I'm just after some help really, i'm trying to decide what vivarium i should put my corn snake in once she's slightly older. I also can't decide how i should go about decorating it, so photos of your existing vivariums would be greatly appreciated. 

My choices with the vivariums are as followed, i can't decide which one to go for, as all of them will fit where i plan to put it, it just depends on the sizings, style and/or pricings. 

http://www.amazon.co.uk/Zoo-Med-Repti-Habitat-Snake/dp/B004HC2SHU
The ZooMed kit would save me a great deal of money, but the vivarium is the smallest of the options.

http://www.petsathome.com/shop/oak-...eld-(available-in-selected-stores-only)-27987
The above one seems to be the best vivarium wise, but will probably be the most pricey version. I can get a discount on anything from PAH so the vivarium would be cheaper, but it involves buying everything individually. It would allow me to do more with it though.

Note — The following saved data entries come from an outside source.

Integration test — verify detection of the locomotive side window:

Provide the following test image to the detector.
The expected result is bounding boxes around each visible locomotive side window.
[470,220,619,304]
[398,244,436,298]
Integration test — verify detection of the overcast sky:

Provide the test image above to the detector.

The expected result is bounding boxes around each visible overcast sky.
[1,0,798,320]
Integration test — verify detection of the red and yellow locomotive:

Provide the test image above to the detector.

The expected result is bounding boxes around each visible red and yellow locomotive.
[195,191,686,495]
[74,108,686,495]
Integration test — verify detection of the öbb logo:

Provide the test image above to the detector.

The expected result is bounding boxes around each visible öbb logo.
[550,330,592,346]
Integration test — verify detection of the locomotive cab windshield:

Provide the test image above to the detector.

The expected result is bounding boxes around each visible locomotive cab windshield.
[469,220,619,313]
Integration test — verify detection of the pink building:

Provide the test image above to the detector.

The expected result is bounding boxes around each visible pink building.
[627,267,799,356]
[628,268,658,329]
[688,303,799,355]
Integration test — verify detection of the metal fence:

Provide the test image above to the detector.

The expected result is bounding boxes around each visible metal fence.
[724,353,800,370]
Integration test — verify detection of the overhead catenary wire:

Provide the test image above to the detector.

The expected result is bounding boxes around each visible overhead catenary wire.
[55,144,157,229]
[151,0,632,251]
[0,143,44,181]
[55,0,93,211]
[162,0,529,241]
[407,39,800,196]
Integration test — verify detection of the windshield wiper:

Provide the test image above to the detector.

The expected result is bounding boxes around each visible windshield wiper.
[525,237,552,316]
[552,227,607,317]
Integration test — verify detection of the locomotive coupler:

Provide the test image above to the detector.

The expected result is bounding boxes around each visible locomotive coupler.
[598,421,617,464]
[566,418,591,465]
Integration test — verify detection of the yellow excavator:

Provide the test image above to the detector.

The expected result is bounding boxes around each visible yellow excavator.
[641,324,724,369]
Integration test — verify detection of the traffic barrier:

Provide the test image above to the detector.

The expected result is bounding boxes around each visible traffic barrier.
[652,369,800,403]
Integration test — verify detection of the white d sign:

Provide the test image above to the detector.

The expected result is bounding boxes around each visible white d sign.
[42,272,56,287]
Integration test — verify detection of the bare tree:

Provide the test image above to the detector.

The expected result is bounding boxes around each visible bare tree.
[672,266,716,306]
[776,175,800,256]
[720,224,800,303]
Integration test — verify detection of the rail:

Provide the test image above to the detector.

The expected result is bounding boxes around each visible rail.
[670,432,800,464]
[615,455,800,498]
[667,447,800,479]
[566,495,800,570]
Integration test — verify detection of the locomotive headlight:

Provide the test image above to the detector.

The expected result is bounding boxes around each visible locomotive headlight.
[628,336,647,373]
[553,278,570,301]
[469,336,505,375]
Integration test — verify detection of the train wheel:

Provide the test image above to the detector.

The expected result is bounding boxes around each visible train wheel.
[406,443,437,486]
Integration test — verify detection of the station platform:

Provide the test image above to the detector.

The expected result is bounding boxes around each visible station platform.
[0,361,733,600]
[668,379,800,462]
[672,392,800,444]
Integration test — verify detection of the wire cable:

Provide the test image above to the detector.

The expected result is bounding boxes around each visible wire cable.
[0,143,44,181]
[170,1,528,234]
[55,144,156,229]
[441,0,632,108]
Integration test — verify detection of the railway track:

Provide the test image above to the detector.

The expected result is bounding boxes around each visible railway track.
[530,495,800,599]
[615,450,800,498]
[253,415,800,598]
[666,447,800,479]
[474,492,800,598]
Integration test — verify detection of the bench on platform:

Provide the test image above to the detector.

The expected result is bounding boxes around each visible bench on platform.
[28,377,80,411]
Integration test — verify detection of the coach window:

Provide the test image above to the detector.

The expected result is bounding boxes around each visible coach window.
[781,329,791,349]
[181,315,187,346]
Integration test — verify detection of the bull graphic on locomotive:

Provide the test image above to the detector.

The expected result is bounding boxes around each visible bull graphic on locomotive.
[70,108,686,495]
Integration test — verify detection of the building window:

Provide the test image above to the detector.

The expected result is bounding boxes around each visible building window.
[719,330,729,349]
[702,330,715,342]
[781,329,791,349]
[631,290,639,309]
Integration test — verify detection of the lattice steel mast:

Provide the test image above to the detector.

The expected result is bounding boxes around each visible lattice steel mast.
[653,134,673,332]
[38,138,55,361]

The final choice is the Exo Terra 60x45x45, which would cost the most but would match my existing vivariums.

Any opinions are completely welcome, or other recommendations would be much appreciated.

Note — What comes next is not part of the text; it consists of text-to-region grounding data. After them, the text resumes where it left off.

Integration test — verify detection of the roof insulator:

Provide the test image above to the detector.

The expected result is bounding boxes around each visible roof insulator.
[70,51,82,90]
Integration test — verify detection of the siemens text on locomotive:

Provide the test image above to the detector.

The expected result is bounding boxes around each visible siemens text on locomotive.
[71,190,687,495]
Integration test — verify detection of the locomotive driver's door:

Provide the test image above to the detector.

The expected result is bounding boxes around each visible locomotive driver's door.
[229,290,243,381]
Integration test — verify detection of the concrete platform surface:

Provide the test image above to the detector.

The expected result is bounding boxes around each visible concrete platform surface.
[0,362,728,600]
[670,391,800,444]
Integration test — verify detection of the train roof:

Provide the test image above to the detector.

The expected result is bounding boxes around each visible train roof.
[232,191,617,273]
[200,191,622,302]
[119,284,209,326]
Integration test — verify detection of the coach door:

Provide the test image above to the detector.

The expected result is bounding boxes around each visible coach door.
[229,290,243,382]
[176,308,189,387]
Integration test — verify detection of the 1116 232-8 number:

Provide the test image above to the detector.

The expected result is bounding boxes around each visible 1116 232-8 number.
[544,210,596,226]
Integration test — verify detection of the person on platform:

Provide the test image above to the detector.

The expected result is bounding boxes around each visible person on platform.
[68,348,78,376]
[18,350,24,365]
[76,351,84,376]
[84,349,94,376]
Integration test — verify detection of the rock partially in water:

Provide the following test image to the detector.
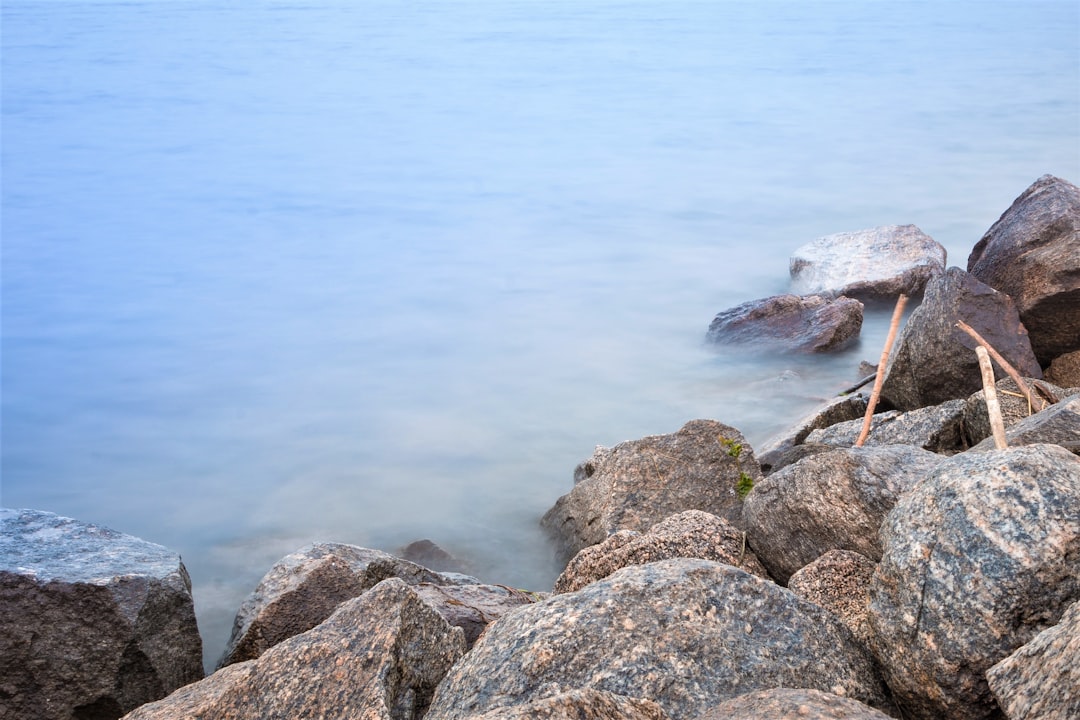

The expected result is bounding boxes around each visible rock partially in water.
[756,393,868,473]
[705,293,864,353]
[0,508,203,720]
[696,688,895,720]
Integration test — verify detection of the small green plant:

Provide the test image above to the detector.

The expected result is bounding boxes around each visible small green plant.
[736,472,754,499]
[718,435,754,500]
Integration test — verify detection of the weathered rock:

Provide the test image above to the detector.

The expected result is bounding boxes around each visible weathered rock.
[970,393,1080,454]
[757,393,869,473]
[696,688,895,720]
[463,688,671,720]
[880,267,1041,410]
[397,539,470,574]
[705,294,864,353]
[122,578,466,720]
[218,542,471,668]
[553,510,769,593]
[866,444,1080,720]
[425,559,891,720]
[0,509,203,720]
[790,224,947,300]
[411,582,540,648]
[758,441,836,476]
[541,420,761,563]
[967,174,1080,365]
[962,377,1064,446]
[743,445,942,583]
[804,399,967,454]
[1045,349,1080,387]
[986,600,1080,720]
[787,549,877,646]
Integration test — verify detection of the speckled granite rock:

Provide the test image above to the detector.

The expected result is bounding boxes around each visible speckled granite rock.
[122,578,466,720]
[411,582,541,648]
[804,399,967,454]
[867,444,1080,720]
[0,509,203,720]
[789,224,946,301]
[425,559,891,720]
[218,541,471,668]
[696,688,895,720]
[541,420,761,563]
[462,687,671,720]
[880,267,1041,411]
[967,174,1080,365]
[987,600,1080,720]
[705,294,864,353]
[1045,349,1080,387]
[553,510,769,594]
[970,393,1080,454]
[787,549,876,646]
[743,445,942,583]
[757,394,868,473]
[962,377,1064,447]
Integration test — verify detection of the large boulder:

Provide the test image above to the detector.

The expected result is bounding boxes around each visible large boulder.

Any photos of your vivariums for your corn snakes would also be very helpful.

Thank you! 
Steve


----------



## Meko (Apr 29, 2007)

I wouldn't put a corn snake in either of those options to be honest; they're both way too small unless you're planning on upgrading when she's bigger.


----------



## PGTibs (Apr 26, 2013)

It'd only be as an inbetween while she grew, she'll eventually move to a 4ft with some arboreal space too. It wouldn't be forever


----------



## Meko (Apr 29, 2007)

I'd probably go for the Exo Terra then, you've more options for when it's empty. 
The other one would only be any use for something like small geckos.


----------